Segmentation fault in triton==3.0.0
from typing import Optional
import torch
import triton
import triton.language as tl
@triton.jit
def _distance_bias_(diagram: tl.tensor,
lower_bound: tl.tensor,
upper_bound: tl.tensor,
weight: tl.tensor,
bias: tl.tensor,
c_ss: int,
):
lower_d_mask = diagram[:, :, None] > lower_bound[None, None, :]
upper_d_mask = diagram[:, :, None] < upper_bound[None, None, :]
d_mask = lower_d_mask * upper_d_mask
d_mask = d_mask.to(diagram.dtype)
tl.static_print(d_mask)
tl.static_print(weight)
# uncomment the following two line, work!
# o = d_mask[:, :, :, None] * weight[None, None, :, :]
# o = tl.sum(o, axis=2)
# the following line will cause segmentation fault.

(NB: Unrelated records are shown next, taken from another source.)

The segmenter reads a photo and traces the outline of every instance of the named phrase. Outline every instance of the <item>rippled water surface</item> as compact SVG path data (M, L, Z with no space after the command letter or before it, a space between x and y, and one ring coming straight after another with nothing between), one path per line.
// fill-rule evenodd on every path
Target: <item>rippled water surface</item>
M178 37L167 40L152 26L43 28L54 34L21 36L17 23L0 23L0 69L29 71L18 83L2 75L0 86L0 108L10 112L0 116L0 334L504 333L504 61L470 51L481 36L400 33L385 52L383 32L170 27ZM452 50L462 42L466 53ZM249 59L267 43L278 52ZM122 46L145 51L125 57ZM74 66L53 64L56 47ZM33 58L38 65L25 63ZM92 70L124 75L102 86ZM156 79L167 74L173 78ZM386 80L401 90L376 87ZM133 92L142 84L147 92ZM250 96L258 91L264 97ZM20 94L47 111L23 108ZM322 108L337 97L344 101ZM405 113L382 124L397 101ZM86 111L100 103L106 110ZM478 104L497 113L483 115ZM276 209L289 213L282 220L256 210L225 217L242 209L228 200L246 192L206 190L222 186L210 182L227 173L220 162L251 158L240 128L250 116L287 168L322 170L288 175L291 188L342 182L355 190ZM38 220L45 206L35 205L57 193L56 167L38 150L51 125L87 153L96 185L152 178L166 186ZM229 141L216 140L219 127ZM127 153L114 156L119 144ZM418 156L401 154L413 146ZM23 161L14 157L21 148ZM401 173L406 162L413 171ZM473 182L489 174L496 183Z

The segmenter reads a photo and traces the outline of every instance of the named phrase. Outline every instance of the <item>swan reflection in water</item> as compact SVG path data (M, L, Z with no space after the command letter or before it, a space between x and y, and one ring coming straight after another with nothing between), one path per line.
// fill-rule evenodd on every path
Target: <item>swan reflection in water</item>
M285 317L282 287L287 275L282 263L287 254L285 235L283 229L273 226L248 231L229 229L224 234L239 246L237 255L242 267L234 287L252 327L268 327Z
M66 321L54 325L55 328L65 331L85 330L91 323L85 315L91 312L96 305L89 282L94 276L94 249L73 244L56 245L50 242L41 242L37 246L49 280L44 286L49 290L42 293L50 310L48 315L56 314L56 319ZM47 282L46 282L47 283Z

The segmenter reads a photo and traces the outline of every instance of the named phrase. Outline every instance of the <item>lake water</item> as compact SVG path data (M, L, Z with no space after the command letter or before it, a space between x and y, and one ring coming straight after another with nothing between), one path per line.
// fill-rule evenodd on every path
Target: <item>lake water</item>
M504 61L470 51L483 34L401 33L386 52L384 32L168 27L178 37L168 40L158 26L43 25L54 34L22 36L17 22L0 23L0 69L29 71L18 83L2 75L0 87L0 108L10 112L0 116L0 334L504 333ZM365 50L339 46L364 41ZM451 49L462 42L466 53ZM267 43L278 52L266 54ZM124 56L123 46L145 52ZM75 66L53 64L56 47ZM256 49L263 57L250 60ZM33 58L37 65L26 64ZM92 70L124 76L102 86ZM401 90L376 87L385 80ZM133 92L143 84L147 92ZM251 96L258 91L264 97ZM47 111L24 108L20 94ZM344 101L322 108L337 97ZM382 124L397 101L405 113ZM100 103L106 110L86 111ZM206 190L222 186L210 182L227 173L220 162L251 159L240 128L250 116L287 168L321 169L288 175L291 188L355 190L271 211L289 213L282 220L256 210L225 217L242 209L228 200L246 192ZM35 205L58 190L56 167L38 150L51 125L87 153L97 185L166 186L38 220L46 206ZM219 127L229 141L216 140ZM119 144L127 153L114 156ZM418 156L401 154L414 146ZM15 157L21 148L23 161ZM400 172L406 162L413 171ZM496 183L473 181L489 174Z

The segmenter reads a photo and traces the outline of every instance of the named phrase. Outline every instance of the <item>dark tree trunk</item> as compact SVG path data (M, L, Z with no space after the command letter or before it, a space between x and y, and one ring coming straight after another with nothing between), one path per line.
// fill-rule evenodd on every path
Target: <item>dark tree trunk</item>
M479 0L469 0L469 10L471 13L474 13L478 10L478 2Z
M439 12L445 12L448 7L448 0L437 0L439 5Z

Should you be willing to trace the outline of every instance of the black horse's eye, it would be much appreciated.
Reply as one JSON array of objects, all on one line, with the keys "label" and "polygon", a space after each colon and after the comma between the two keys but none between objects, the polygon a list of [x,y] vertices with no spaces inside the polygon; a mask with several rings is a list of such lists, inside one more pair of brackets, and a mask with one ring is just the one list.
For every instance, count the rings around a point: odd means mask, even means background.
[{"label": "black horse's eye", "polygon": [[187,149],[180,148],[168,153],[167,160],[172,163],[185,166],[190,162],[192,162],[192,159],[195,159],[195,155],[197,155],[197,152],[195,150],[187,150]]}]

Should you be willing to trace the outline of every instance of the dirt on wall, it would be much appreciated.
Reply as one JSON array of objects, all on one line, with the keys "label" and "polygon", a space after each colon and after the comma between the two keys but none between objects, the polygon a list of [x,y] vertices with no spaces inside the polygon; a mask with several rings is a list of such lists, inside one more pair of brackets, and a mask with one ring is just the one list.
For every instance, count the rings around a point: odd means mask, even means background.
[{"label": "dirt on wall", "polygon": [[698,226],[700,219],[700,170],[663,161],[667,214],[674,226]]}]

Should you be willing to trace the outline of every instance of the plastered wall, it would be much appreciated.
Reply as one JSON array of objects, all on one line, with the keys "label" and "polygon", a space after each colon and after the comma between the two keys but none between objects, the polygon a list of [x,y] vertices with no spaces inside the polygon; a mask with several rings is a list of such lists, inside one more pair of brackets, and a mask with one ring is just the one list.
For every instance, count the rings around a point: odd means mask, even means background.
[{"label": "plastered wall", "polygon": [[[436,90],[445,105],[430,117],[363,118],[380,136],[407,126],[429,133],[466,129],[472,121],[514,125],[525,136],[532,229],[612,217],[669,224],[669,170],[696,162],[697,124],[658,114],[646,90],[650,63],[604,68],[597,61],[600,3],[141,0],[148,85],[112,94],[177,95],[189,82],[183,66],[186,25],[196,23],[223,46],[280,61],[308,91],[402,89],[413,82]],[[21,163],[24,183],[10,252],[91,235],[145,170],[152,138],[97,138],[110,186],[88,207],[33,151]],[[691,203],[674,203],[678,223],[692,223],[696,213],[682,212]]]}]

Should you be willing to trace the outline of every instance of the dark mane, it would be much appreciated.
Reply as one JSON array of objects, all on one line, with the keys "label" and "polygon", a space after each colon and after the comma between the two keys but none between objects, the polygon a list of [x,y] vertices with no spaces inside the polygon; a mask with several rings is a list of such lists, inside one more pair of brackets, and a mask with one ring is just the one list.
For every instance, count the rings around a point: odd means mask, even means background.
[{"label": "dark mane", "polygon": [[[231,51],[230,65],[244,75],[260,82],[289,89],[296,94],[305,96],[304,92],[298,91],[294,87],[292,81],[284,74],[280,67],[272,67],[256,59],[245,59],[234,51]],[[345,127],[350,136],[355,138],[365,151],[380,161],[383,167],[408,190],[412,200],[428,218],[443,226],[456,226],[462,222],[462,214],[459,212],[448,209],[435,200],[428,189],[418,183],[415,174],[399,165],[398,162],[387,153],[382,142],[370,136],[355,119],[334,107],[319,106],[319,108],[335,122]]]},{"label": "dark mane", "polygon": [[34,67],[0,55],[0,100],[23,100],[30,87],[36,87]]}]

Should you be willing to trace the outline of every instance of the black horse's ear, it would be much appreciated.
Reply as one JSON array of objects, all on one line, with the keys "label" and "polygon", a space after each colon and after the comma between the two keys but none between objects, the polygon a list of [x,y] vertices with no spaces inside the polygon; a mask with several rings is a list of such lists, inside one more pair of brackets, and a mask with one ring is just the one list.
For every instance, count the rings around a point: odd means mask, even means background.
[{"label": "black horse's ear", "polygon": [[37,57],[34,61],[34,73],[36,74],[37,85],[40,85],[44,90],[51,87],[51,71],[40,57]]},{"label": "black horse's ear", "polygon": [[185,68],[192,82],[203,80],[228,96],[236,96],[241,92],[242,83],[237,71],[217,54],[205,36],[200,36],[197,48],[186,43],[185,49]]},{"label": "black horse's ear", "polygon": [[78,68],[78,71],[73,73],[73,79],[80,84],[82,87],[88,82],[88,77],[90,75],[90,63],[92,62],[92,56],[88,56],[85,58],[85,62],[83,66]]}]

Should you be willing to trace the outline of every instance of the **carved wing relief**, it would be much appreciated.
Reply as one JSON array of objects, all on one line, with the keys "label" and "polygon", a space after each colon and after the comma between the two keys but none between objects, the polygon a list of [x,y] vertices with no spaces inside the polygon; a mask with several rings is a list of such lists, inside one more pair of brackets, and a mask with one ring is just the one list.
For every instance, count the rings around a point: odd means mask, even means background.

o = tl.dot(d_mask, weight[None, :, :])
tl.static_print(o)
o = o * bias[None, None, :]
o = tl.sum(o, axis=2)
o = o / c_ss
return o
@triton.jit
def distance_bias_fwd_triton(output_ptr,
diagram_ptr,
lower_bound_ptr,
upper_bound_ptr,
weight_ptr,
bias_ptr,
diagram_stride,
weight_stride,
num_rows, num_cols, num_bins, c_ss,
distance_default,
BLOCK_ROW_SIZE: tl.constexpr,
BLOCK_COL_SIZE: tl.constexpr,
BLOCK_BIN_SIZE: tl.constexpr,
BLOCK_SS_SIZE: tl.constexpr,
INF,
):
pid = tl.program_id(axis=0)
block_row = tl.arange(0, BLOCK_ROW_SIZE)
block_col = tl.arange(0, BLOCK_COL_SIZE)
diagram_offset = block_row[:, None] * diagram_stride + block_col[None, :]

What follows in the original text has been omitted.